Il y avait de vrais équipes de nanas, prêtes à se conduire
comme des groupies professionnelles. Apparemment, elles
étaient capables de faire énormément de choses avec
du beurre...
Je les voyais souvent tourner autour
de nous, mais j'avais pris l'habitude de les éviter
comme la peste. Du coup, elles ne m'ont jamais rien
fait avec du beurre.
Une autre "équipe"
avait pris de drôles d'habitudes : "Hey, on
a un moule en plâtre des parties de Robert Plant. Tu
veux ajouter les tiennes à notre collection ?"

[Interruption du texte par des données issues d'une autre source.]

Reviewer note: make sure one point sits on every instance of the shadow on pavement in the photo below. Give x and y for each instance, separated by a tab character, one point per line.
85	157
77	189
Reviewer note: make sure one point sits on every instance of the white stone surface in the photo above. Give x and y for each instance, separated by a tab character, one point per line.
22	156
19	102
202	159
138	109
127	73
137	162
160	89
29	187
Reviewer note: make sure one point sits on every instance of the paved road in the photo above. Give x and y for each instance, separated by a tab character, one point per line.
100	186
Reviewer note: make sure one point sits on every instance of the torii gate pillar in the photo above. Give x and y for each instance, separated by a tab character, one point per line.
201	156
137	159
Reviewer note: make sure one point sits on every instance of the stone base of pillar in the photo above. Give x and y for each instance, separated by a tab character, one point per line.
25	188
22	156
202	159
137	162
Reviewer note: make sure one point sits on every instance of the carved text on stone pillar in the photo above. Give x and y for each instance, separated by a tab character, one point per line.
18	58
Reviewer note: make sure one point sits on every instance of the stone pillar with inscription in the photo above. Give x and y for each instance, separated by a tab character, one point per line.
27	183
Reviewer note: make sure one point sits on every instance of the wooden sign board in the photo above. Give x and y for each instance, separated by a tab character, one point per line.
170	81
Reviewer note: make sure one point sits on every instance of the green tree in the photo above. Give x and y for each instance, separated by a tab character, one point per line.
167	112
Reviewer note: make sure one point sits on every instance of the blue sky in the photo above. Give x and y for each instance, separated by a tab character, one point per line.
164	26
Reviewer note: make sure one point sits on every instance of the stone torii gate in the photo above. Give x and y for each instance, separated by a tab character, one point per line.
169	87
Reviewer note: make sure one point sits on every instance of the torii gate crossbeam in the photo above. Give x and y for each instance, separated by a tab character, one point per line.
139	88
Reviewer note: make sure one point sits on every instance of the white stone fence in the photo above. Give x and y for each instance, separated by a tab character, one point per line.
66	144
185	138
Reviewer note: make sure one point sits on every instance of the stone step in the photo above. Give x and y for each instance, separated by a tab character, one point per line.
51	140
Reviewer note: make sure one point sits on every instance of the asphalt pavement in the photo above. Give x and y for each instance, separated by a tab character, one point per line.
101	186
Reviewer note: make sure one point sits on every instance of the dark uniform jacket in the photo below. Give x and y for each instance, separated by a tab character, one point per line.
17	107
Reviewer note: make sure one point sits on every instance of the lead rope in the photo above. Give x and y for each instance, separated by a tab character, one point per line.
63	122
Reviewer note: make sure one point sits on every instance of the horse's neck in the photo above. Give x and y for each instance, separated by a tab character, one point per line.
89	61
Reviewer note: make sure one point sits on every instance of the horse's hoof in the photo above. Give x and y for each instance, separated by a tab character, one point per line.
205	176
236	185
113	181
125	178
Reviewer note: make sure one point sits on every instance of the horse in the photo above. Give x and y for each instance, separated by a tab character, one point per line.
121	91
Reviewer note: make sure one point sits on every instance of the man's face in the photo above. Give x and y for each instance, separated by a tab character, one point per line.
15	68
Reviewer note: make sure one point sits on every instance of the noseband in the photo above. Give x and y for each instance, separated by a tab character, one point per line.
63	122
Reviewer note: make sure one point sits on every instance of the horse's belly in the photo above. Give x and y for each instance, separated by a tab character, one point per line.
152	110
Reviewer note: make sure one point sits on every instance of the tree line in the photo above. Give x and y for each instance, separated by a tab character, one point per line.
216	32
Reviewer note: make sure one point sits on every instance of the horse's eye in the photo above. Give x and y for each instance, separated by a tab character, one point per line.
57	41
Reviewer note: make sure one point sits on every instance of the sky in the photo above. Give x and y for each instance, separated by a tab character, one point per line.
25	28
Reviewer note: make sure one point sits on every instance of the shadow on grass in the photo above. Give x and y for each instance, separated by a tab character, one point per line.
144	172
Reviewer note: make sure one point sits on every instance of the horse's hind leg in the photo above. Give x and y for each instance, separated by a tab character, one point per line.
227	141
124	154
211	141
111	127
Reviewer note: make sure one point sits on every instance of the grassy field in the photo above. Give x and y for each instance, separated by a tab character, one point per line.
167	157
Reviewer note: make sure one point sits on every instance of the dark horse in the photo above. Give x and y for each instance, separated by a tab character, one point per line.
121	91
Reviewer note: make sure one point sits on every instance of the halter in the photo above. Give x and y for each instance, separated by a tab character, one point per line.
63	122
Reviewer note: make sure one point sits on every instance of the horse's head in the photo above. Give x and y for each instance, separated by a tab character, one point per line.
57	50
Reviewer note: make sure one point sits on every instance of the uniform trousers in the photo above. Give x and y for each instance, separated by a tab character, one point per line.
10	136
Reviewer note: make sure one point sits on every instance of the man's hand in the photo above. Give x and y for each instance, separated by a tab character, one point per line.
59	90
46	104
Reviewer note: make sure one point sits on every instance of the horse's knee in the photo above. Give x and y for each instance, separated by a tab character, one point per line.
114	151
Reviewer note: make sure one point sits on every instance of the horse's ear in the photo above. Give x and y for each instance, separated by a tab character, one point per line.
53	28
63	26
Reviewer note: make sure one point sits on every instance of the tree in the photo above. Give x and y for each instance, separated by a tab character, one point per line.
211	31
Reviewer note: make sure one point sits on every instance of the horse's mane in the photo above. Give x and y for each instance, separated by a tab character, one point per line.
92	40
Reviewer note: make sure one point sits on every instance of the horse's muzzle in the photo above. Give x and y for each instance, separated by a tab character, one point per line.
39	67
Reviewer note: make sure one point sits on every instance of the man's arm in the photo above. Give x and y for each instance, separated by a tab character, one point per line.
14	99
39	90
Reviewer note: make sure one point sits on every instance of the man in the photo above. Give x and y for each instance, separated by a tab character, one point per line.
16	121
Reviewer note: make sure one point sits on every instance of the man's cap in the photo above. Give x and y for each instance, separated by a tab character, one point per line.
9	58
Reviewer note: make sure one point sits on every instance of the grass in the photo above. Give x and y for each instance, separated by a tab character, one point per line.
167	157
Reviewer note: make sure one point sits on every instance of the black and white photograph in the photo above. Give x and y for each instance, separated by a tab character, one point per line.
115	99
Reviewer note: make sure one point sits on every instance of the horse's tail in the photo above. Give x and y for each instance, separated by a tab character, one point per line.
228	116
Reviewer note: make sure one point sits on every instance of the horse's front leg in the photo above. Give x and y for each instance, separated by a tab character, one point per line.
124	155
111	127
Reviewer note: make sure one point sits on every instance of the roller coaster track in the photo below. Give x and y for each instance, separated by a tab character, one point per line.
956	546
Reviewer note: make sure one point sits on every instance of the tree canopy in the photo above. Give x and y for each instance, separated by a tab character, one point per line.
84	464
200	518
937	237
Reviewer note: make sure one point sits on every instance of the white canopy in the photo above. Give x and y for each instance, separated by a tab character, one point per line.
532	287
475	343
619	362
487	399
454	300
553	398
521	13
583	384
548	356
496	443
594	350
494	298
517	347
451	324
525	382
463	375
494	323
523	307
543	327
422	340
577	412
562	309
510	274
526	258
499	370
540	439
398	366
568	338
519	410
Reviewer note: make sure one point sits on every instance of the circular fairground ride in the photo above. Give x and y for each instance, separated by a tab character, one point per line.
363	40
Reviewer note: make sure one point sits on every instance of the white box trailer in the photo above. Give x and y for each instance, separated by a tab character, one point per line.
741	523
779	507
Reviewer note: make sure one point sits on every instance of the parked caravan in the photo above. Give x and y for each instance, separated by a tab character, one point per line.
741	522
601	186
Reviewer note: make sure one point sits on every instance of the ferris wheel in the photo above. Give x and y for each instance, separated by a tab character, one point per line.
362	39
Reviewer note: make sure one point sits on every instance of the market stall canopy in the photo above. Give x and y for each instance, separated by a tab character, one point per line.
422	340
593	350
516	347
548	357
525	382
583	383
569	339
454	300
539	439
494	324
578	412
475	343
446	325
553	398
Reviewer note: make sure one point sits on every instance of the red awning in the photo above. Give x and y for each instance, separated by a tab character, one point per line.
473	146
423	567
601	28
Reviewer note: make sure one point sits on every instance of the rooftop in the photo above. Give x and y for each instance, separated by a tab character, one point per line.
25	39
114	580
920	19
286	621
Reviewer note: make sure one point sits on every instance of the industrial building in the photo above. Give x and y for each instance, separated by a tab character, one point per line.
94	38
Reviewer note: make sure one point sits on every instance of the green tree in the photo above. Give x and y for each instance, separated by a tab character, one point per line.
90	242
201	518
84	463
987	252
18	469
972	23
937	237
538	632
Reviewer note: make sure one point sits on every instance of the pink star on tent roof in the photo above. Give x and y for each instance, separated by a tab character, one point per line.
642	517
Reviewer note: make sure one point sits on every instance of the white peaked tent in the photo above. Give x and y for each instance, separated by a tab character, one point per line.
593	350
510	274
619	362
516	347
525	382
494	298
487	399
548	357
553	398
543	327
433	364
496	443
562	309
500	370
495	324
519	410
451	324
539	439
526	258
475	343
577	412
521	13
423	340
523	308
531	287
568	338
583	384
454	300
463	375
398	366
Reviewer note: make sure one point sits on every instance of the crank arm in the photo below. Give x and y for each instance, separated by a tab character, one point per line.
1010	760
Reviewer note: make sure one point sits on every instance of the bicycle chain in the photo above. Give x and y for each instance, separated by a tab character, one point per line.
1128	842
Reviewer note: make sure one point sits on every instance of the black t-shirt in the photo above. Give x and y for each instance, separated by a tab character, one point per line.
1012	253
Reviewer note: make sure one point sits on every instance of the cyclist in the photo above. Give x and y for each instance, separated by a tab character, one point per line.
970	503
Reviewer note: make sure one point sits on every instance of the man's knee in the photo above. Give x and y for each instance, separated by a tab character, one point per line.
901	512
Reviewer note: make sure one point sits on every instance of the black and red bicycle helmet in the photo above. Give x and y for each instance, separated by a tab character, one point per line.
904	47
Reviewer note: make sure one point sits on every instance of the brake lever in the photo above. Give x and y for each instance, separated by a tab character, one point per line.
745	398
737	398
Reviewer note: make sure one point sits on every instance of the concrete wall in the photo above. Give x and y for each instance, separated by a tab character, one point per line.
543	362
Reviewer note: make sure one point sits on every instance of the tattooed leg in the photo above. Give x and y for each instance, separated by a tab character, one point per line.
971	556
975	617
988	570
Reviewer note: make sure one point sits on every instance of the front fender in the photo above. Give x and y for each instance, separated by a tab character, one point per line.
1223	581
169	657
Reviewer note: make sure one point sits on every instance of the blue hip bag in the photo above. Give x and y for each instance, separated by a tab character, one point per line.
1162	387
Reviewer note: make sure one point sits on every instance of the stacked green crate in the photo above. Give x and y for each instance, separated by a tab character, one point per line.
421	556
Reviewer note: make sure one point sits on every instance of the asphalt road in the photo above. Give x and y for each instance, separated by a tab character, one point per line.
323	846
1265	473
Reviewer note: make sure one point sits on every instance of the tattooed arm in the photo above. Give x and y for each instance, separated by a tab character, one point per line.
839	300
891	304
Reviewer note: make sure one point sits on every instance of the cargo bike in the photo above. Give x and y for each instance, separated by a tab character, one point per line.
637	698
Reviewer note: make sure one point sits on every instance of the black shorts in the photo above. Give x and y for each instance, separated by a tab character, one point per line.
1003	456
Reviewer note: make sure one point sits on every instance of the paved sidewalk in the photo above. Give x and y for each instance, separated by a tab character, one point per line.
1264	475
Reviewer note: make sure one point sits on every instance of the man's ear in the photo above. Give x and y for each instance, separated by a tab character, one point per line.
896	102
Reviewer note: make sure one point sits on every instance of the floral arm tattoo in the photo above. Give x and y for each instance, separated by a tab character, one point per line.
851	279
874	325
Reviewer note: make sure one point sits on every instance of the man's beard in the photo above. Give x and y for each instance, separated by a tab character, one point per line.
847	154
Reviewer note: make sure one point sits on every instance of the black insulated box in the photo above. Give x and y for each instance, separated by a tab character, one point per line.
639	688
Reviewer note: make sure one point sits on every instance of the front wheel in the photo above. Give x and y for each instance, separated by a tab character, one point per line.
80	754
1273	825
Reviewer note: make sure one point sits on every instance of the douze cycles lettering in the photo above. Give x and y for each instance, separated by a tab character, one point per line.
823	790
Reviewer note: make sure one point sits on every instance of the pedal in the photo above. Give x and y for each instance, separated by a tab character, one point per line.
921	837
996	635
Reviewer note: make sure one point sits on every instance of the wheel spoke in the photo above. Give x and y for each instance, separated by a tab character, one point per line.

Non, non, je n'ai jamais voulu faire partie de la collection
de personne !
Question
: Les
Stones ont-ils été les pionniers en matière de riffs
avec des chansons telles que Satisfaction ou
The Last Time, quels ont été les premiers titres
à avoir pour base une accroche guitaristique ?
Réponse
:
Je ne sais pas. Parfois, c'est assez facile de se laisser
porter par des théories qui flattent ce que tu as pu
faire ou inventer. Quand j'ai écrit Satisfaction,
je ne pensais pas à écrire le riff suprême. Je ne pensais
pas du tout en ces termes.
Tout s'est déclenché
quand Gibson m'a donné une des toutes premières pédales,
la Fuzztone. C'était un nouveau gadget offert par un
revendeur local.
En fait, à la base, je ne pensais
pas du tout à un riff de guitare sur Satisfaction,
plutôt à un riff de trompette. La manière dont Otis
Redding a fini par l'interpréter est sûrement plus proche
de ma conception originale de la chanson.
Quand
j'ai eu la fuzztone, je me suis dit : "Tiens,
c'est parfait pour imiter la ligne de trompette à laquelle
je pense." On a donc laissé la piste en suspens
parce que, dans mon esprit, on reviendrait pour poser
la trompette. On est reparti en tournée...
Mais
deux semaines plus tard, j'entends la chanson à la radio.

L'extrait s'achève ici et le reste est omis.